UOA11-03: Securing Data with Database Firewall

Submitting Institution

University of Oxford

Unit of Assessment

Computer Science and Informatics

Summary Impact Type

Technological

Research Subject Area(s)

Information and Computing Sciences: Artificial Intelligence and Image Processing, Computation Theory and Mathematics
Psychology and Cognitive Sciences: Cognitive Sciences


Download original

PDF

Summary of the impact

Pioneering research into Inductive Logic Programming in the UOA led to the creation of Secerno Ltd. From 2008 Secerno attracted investment of approximately $20m and successfully released several updated versions of its product DataWall, based on this Oxford research. In May 2010 Oracle Corporation bought Secerno specifically to gain access to this technology, which now forms a core part of Oracle's database protection and compliance products. Oracle continues to develop the software, which is used across the globe by public entities and private companies to protect databases from internal and external attack and to ensure that they comply with relevant legislation. Customers include major businesses such as T-Mobile, which uses Database Firewall to protect 35 million users.

Underpinning research

Inductive Logic Programming (ILP) is a symbolic machine learning technique which helps extend scientific theories by using automated systems to generate new rules, from data and existing theories. The technique was established by Stephen Muggleton whilst he was in Oxford University's Programming Research Group (PRG) as an EPSRC Fellow (1993-1997); a 1994 paper outlined the key aspects of the new field, including a `model theory' for ILP, a generic ILP algorithm and a `proof theory', as well as applications and implementations of ILP [1]. ILP was latterly implemented as Progol in 1995 [2]. ILP was extended by probability distributions as Stochastic Logic Programming [3]. Progol was used in building parts-of-speech taggers from very large example corpuses in natural language applications [4]. Ashwin Srinivasan developed an ILP system called Aleph [A Learning Engine for Proposing Hypotheses], a platform for exploring ILP ideas. All of this work was done in the UoA , at the PRG.

From 2000 onwards PRG member Stephen Moyle began to explore how to use ILP techniques to analyse grammar. Working with Srinivasan, and informed by his Aleph system, Moyle applied the theories of [4] developed in studying natural language to analysing strings of computer code in the same way. In work with John Heasman in 2003, Moyle applied ILP to intrusion detection, the identification of potential breaches in computer security policy. They demonstrated that logic programming was a suitable formalism for specifying the semantics of attacks, and that logic programs could then be used as a means of detecting attacks in previously unseen inputs. The advantage of ILP was that it could be used to induce detection clauses from examples of attacks, and that accurate theories could be generated from very few attack examples. This work was subsequently patented by Heasman and Moyle when setting up their company [5] (and see Section 4).

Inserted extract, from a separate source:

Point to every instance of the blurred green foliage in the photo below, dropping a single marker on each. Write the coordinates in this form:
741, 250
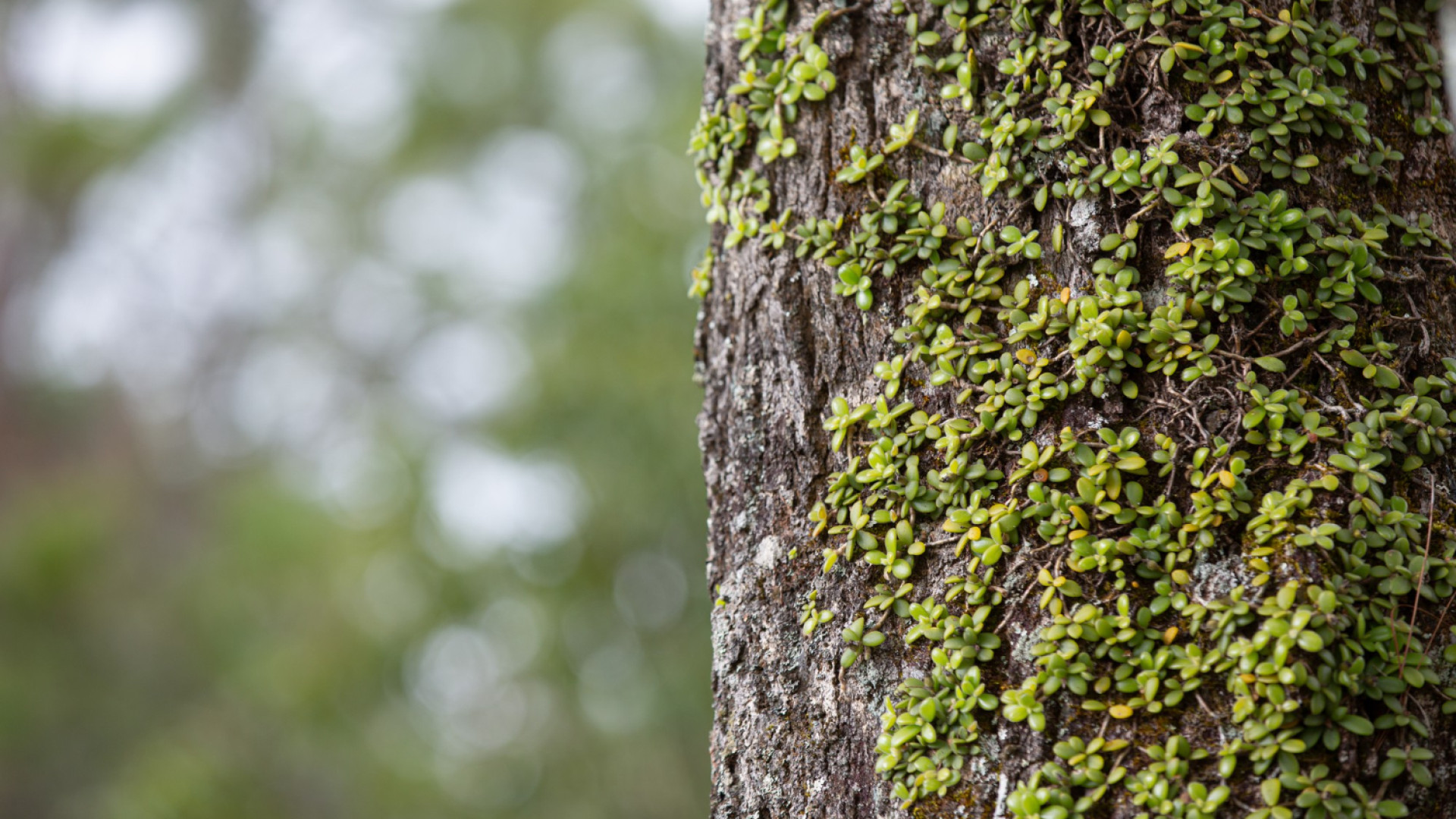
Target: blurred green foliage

Heasman and Moyle then tackled the problem of how to automatically create detection rules for a particular type of computer hack known as buffer overflow exploits. By treating the problem of generating buffer overflow strings as a form of grammar, they showed in 2003 that ILP was extremely effective at recovering the attack strategy being used by the attacker in assembling buffer overflow strings [6].

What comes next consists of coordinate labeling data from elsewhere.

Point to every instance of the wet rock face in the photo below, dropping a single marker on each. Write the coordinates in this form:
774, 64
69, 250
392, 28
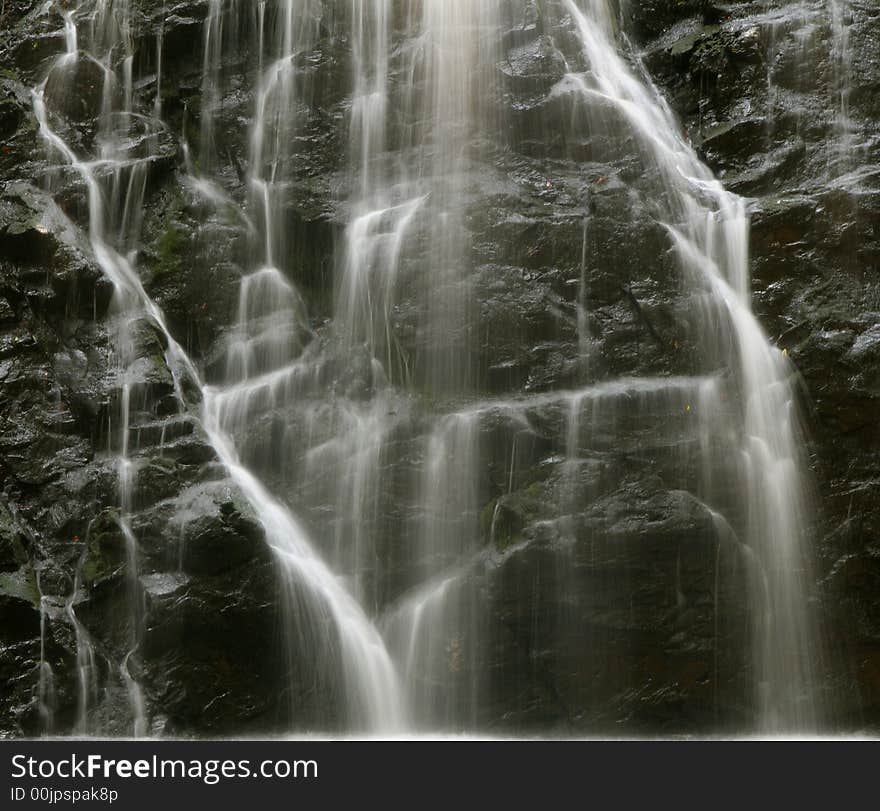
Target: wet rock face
552, 217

References to the research

The three asterisked outputs best indicate the quality of the underpinning research.

*[1] Stephen Muggleton, Luc De Raedt: Inductive Logic Programming: Theory and Methods. J. Log. Program. 19/20: 629-679 (1994). DOI: 10.1016/0743-1066(94)90035-3
This paper outlined the key aspects of the new field, including a `model theory' for ILP, a generic ILP algorithm and a `proof theory', as well as applications and implementations of ILP.

 
 
 
 

* [2] Stephen Muggleton: Inverse Entailment and Progol. New Generation Comput. 13(3&4): 245-286 (1995). DOI: 10.1007/BF03037227
This paper describes the implementation of ILP in Prolog.

 
 
 
 

[3] Stephen Muggleton. Stochastic logic programs. Advances in inductive logic programming 32 (1996): 254-264. This paper develops ILP by adding probability.

[4] James Cussens. Part-of-speech tagging using Progol. In Inductive Logic Programming: Proceedings of the 7th International Workshop (ILP-97). LNAI 1297, pp 93-108. Springer, 1997. http://citeseerx.ist.psu.edu/viewdoc/summary?doi=10.1.1.54.7266
This paper, written when the author was a researcher on the ILP2 project at Oxford, shows the use of ILP to build parts-of-speech taggers from very large example corpuses in natural language applications.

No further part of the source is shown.